In this part of our research, we propose a set of novel visual descriptors that are derived from a set of detected spatiotemporal salient points. The salient points that we extract, correspond to areas where independent motion occurs, like ongoing activities in the scene. Centered at each salient point, we define a spatiotemporal neighborhood whose dimensions are proportional to the detected space-time scale of the point. Then, a three-dimensional piecewise polynomial, namely a B-spline, is fitted at the locations of the salient points that fall within this neighborhood. Our descriptors are subsequently derived as the partial derivatives of the resulting polynomial.
First derivatives along two directions of a B-spline polynomial, plotted as 3-dimensional vectors.

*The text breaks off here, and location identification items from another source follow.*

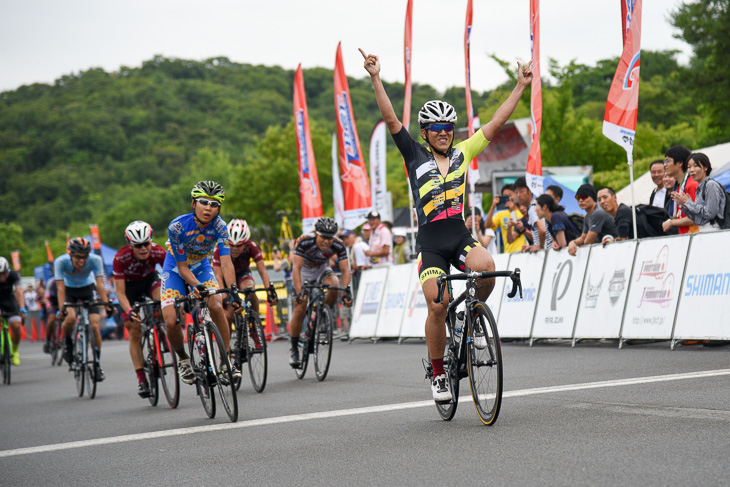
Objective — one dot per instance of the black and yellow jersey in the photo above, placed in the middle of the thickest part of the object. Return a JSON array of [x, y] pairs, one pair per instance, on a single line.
[[437, 197]]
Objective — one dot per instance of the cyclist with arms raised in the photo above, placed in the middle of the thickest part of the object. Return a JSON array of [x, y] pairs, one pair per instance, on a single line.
[[311, 263], [192, 238], [74, 283], [242, 251], [134, 278], [12, 303], [437, 177]]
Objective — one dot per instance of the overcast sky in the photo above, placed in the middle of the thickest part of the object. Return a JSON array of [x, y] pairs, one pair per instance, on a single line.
[[41, 40]]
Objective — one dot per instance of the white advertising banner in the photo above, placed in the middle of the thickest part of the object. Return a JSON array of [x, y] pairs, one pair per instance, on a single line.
[[557, 305], [655, 286], [368, 303], [704, 301], [605, 287], [395, 297], [515, 316], [414, 318]]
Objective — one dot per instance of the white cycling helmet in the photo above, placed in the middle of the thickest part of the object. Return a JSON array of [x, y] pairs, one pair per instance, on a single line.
[[238, 232], [436, 111], [138, 232]]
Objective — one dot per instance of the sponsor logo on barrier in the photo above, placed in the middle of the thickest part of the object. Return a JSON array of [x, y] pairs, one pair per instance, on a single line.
[[592, 292], [662, 296], [708, 284], [568, 264], [655, 268]]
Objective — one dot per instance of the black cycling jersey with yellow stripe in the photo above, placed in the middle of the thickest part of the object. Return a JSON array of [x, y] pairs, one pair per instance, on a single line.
[[437, 197]]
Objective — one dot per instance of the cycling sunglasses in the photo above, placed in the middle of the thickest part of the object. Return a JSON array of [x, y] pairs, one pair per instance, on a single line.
[[438, 127], [211, 203]]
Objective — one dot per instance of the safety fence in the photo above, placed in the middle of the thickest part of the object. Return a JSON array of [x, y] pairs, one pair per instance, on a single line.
[[666, 288]]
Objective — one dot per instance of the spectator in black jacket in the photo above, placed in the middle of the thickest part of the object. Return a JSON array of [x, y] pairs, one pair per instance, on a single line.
[[620, 212]]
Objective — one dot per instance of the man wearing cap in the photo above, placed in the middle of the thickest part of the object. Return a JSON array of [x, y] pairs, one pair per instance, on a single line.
[[597, 226], [381, 241]]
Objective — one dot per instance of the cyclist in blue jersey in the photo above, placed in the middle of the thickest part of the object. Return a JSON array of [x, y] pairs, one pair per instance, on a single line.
[[192, 238], [74, 282], [437, 176]]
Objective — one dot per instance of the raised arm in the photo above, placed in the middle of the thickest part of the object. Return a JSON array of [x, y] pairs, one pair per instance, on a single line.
[[372, 66], [524, 79]]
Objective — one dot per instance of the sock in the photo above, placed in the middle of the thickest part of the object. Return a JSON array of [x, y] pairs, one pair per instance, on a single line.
[[438, 366]]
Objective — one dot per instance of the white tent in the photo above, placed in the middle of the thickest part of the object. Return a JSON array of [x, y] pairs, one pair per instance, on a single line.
[[719, 157]]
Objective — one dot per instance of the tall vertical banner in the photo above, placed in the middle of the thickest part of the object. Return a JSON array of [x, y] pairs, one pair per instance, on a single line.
[[95, 239], [622, 107], [534, 158], [378, 172], [353, 172], [339, 200], [309, 193]]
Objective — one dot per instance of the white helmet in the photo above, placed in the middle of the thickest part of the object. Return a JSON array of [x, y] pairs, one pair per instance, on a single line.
[[238, 232], [138, 232], [436, 111]]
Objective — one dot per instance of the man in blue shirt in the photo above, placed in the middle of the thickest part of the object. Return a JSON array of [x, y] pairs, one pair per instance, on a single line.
[[74, 283]]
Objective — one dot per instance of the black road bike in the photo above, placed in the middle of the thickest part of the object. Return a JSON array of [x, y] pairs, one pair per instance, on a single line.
[[208, 356], [317, 327], [249, 344], [160, 361], [473, 348]]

At the next step, the set of descriptors extracted from each spline is accumulated into a number of histograms. This number depends on the maximum degree of the partial derivatives. Since our descriptors correspond to geometric properties of the spline, they are translation invariant. Furthermore, the use of the automatically detected space-time scales of the salient points for the definition of the neighborhood ensures invariance to space and time scaling. Subsequently, we create we create a codebook of visual verbs by clustering our motion descriptors across the whole dataset, where a visual verb corresponds to a combined shape and motion descriptor. Each video in our dataset is then represented as a histogram of visual verbs. We use a kernel based classifier, namely the Relevance Vector Machine (RVM) , in order to classify test examples into one of the classes present in the training dataset. We evaluate the proposed method on publicly available human action datasets, like the Weizmann and KTH datasets.
Confusion matrices for the KTH and Weizmann datasets.